Bukan suram tapi menakutkan.
Perlahan, karena Donghae. Renjun mulai menerima bahwa dirinya memang ditakdirkan untuk menjadi seorang penghisap darah ia menerima hal buruk itu datang dalam hidupnya.
Keduanya bekerja keras untuk hidup layaknya manusia biasa ditengah penduduk lain. Hingga akhirnya mereka menemukan Donghyuk yang hanya diam ketakutan ditengah hutan usai menyantap makan siangnya.
Renjun mengerti bahwa anak itu mungkin takut dengan dunia bahkan dengan dirinya sendiri. Ia melakukan hal yang sama seperti yang dilakukan Donghae padanya dahulu mengulurkan tangannya pada Donghyuk yang sangat membutuhkan bantuan.

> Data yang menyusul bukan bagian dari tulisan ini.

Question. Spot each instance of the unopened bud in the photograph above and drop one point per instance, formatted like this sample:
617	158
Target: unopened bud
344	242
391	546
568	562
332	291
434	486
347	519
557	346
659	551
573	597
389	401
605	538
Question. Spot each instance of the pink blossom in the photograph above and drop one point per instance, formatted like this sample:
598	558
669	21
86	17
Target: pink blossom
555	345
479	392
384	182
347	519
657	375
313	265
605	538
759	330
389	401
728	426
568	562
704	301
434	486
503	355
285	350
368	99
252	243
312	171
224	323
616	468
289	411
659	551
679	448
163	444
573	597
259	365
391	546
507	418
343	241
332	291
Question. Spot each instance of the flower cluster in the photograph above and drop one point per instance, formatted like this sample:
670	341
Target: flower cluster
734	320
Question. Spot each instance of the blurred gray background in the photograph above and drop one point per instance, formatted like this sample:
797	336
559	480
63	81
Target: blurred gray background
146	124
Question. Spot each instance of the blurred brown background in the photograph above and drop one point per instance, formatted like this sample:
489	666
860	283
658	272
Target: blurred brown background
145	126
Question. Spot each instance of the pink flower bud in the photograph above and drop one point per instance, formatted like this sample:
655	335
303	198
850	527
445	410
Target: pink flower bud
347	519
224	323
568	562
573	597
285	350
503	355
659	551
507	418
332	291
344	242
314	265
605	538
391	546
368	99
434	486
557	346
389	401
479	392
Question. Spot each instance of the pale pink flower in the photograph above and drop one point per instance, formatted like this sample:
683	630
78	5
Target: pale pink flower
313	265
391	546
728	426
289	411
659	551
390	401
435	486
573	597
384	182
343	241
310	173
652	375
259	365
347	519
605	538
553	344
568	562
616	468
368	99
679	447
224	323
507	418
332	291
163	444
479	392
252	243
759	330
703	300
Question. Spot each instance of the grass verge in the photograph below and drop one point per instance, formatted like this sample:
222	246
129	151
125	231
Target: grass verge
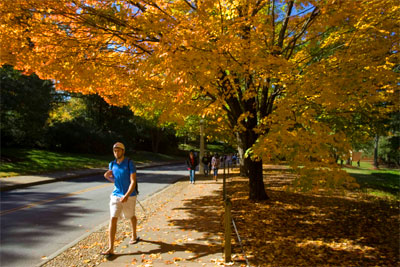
33	161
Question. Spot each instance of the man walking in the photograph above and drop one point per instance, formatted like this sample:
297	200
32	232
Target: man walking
121	172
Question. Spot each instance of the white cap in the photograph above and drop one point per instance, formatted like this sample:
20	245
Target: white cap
119	145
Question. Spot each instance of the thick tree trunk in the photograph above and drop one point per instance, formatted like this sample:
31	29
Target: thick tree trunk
155	140
376	145
253	169
256	183
243	171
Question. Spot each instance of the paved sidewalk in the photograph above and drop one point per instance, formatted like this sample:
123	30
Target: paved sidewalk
10	183
185	230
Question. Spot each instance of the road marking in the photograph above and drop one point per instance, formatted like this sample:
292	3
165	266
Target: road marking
34	204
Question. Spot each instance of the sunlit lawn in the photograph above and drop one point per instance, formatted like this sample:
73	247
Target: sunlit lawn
380	182
33	161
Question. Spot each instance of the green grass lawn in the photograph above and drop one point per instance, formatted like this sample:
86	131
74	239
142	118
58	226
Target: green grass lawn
33	161
380	183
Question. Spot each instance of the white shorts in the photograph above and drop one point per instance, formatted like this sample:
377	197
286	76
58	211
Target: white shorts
127	208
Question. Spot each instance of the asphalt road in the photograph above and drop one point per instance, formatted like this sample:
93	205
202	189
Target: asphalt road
38	221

"Tenang saja Donghyuk-ah, kau akan aman bersama dengan kami."
Hingga bertahun-tahunpun lewat dirinya Donghae dan Donghyuk sudah memiliki kehidupan yang jauh lebih baik, mereka bahkan memiliki beberapa pekerja yang menerima identitas mereka dan membantu mereka mencari darah hewan untuk dikonsumsi.
Hingga hari tersebut tiba, siang itu Renjun tengah berburu seorang diri ia berniat menangkap rusa atau serigala untuk dibawa pulang darahnya untuk mereka sedangkan daging rusa untuk para pekerja mereka. Namun, telinganya yang jauh lebih peka daripada sebelumnya mendengar suara teriakan dan tebasan pedang serta hunusan tombak dikejauhan.
Berbekal rasa penasaran ia mendekati tempat tersebut, ia melihat beberapa penduduk berlari ketakutan karena dikejar oleh pasukan pemerintah, mereka dengan brutal membantai penduduk tersebut.
"Baiklah aku akan menunggu saja disini dan mengambil darah mereka setelahnya, lagipula bukan diriku yang membunuh mereka." Gumamnya, ia bahkan sempat mengambil daun pisang yang cukup lebar sebagai alas duduknya diatas tanah liat yang terasa basah.
Dari atas tebing bisa ia lihat bahwa manusia tersebut sangat bar-bar, untuk sepersekian detik ia bersyukur bahwa dirinya bukan lagi manusia.
Namun kedua netranya menangkap siluet seorang pria yang masih berusaha untuk berlari walaupun tubuhnya sudah penuh dengan sayatan pisau dan darah, pria itu berhenti berlari dan tanpa sengaja menoleh keatas tebing hingga kedua mata mereka saling bertatap untuk sesaat sebelum dengan mata kepalanya sendiri ia melihat kepala pria itu dipukul dengan palu sebesar gada hingga jatuh berlutut menghadap Renjun dan tergeletak diatas tanah.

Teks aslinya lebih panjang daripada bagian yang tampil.